Bleibe weiterhin aktiv und ja: „KEINE GEWALT“ – dies ohne weitere Worte! Ohne diese Grundhaltung führender Kirchenleute mit aufrechtem Gang hätte es damals `89 in der SED-STASI-DDR wohl Gewalt von der anderen Seite gegeben. Übrigens sollte man den Begriff „Wende“ nicht verwenden; ein Schlagwort eines gewissen Egon Krenz, der einst der Auffassung war, die Gewalt in China gegen das eigene Volk auf dem Platz des Himmlischen Friedens sei nötig und tu gewesen. Dein Jo.Flade
Ich hatte das große Glück, Führer einmal persönlich in der Nikolaikirche kennen zu lernen, als ich diese mit englischen Freunden besuchte. Er war so freundlich, mit diesen Engländern eine Zeit lang zu sprechen und ihnen einen Eindruck von der Wende zu vermitteln, was sehr beeindruckend war.
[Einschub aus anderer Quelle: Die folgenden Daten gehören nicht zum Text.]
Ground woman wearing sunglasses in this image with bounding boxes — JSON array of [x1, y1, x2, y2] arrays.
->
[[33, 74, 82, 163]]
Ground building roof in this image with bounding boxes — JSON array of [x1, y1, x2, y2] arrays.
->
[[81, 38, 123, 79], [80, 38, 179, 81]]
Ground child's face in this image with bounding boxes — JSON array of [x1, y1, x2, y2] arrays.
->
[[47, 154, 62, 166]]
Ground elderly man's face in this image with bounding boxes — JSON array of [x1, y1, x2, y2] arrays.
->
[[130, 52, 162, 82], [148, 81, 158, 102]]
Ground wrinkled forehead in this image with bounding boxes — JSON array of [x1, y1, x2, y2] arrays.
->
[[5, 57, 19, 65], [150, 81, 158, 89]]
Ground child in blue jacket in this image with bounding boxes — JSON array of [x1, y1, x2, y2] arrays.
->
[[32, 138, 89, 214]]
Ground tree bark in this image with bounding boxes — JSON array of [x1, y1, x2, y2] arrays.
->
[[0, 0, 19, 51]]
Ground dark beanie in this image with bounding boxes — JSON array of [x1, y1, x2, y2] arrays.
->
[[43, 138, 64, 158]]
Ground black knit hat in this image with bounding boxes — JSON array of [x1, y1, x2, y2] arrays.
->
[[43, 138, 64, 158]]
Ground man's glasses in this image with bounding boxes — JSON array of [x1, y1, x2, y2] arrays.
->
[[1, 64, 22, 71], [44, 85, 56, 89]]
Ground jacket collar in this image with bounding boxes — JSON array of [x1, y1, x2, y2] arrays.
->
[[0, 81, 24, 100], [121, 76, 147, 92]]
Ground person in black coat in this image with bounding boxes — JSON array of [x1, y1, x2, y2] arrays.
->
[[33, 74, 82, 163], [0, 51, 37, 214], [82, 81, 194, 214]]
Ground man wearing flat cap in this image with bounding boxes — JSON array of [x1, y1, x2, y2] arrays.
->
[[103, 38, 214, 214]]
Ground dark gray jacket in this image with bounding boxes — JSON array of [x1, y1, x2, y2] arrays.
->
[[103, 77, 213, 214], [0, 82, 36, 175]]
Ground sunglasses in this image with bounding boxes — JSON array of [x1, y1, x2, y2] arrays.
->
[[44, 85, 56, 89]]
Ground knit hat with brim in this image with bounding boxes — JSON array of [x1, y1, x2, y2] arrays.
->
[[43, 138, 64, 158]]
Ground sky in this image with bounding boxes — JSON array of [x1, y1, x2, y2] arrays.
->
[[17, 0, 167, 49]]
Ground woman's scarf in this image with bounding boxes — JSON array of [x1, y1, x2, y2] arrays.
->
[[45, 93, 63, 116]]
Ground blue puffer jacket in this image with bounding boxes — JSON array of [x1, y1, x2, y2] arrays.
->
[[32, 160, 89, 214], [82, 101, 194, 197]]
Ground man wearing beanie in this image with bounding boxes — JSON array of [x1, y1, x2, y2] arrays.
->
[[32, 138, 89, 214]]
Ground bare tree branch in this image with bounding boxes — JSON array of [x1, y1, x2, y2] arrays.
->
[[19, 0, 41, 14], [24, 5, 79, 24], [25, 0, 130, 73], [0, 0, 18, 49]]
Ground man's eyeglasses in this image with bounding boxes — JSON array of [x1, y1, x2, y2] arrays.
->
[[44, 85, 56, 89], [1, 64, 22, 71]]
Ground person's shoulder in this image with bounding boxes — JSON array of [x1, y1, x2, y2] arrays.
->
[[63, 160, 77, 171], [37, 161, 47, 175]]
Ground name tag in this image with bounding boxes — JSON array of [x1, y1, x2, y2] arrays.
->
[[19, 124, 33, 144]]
Wenn er sich allerdings, wie Lerchner schreibt, im Rechtsstaat mit Sicherheitskräften „angelegt“ habe, so war er dort auch einmal im Unrecht.
Und richtig ist, lieber Herr Wolff, daß der Anspruch „keine Gewalt“ gelten muß. Um so wichtiger ist die richtige Aussage der estnischen Ministerpräsidentin Kallas: „Die Freiheit muß immer besser bewaffnet sein als die Tyrannei“.
Andreas Schwerdtfeger
Egal, aus welcher politischen Himmelsrichtung man kam, dieser Mann nötigte jedem Respekt ab! Und vor allem, er war kein Opportunist, keiner, der sich durch die neuen Verhältnisse hat korrumpieren lassen. Ich denke z. B. an seine energischen Bemühungen, den Protest der neuen Arbeitslosen auf die Straße zu bringen. Einmal stand ich zufälligerweise direkt hinter ihm bei einer der turbulenten Anti-Worch-Blockaden in Leipzig. Er hatte sich gerade mit Sicherheitskräften angelegt, die die Aufgabe hatten, Worch und Kameraden den Weg frei zu machen.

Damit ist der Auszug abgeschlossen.